- Born: Ruthann Greenzweig October 24, 1942 (age 83) Brooklyn, New York, U.S.
- Other names: Ruth Ann Green (alias) Ruth Ann Aron Green (alias)
- Occupations: Former politician, former real estate developer

= Ruthann Aron =

American politician (born 1942)

Ruthann Aron (née Greenzweig; born October 24, 1942), now known as Ruth Ann Green, is an American felon, former politician, and former real estate developer who ran unsuccessfully for the Republican nomination in the 1994 United States Senate election in Maryland. She was arrested in 1997 for hiring a hitman to murder her ex-husband, Barry Aron.

==Career==
Ruthann Aron was born Ruthann Greenzweig in Brooklyn, New York. After graduating from Cornell University, she moved to Maryland with her husband and two young children, acquired a law degree at Catholic University and became a real estate developer. Aron completed several big deals and became a member of the Montgomery County Planning Board. In 1994, she lost Maryland's Republican Senate nomination to former Tennessee Senator Bill Brock, who was in turn defeated by the Democratic, incumbent Paul Sarbanes.
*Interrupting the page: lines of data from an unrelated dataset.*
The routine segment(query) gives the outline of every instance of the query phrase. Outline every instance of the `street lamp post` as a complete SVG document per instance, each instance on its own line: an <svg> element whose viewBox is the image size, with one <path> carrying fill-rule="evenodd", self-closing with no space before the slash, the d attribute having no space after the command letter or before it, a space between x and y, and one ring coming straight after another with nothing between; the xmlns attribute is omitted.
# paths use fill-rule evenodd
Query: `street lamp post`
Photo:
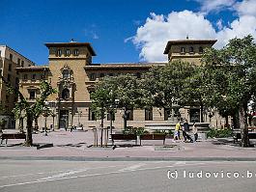
<svg viewBox="0 0 256 192"><path fill-rule="evenodd" d="M114 117L115 110L118 107L118 104L119 104L119 99L115 99L114 104L110 105L110 113L109 113L110 115L110 134L113 133L113 117Z"/></svg>
<svg viewBox="0 0 256 192"><path fill-rule="evenodd" d="M47 136L47 117L49 116L48 112L48 102L44 102L43 116L44 117L44 135Z"/></svg>
<svg viewBox="0 0 256 192"><path fill-rule="evenodd" d="M82 111L78 111L78 126L80 126L80 118L82 116Z"/></svg>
After the general election, Aron sued Brock for slander based on comments he had made implying that she had been criminally convicted of fraud during her business career. In reality, juries had ruled against Aron in two civil lawsuits in which former business partners accused her of fraud or other offenses. A federal judge overturned one of the verdicts, and Aron settled both suits out of court after she agreed to pay about $175,000 in each case. At the slander trial, Aron cited Brock's use of the term "convicted" for verdicts that had come in civil court. The lawyer Arthur G. Kahn, who had prosecuted one of the fraud cases, testified against Aron at the February 1996 trial, which Aron lost. Nonetheless, it was the first time that a losing federal candidate got the winner to court over words spoken in a campaign.

==Attempted contract killings==
Aron was arrested in June 1997 for trying to hire a hitman. She had approached William "Billy" Mossberg, a local landfill owner, who immediately went to the police. Secretly working with investigators, Mossberg met with Aron and agreed to murder her husband and Kahn. At the time of her arrest, Aron was planning to run as a Democrat for an at-large seat on the Montgomery County Council. She was removed from the Planning Board two months after her arrest.

In Aron's first trial, she used nine expert witnesses to argue that a brain injury and childhood abuse had rendered her incapable of realizing that what she was doing was illegal. She was diagnosed as having borderline personality disorder by multiple psychiatrists. One juror held out on her behalf, and a mistrial was declared. In July 1998, Aron pleaded no contest, and in November 1998, she was sentenced to two consecutive 18-month prison sentences.

==Aftermath==
Aron's son, Joshua, was an employee at Cantor Fitzgerald's offices at the World Trade Center and was killed in the 9/11 attacks. Her daughter, Dana Aron Weiner, is a psychologist who works at Northwestern University in Chicago. At Aron's trial, Weiner pleaded for clemency on her mother's behalf. Aron was still living in New York City as of September 2011.

In 2004, Aron's case was profiled on the Oxygen Network series Snapped, which profiles female criminals, and also on the truTV series Dominick Dunne's Power, Privilege, and Justice. In 2006, her case was profiled in an episode of A&E's City Confidential.

==Personal life==
It was reported in May 2016 that Aron was going by the name Ruth Ann Green and living in Montgomery County, Maryland, and in Palm Beach, Florida. She has self-published an autobiography claiming her innocence on the charges on which she was convicted. She is Jewish.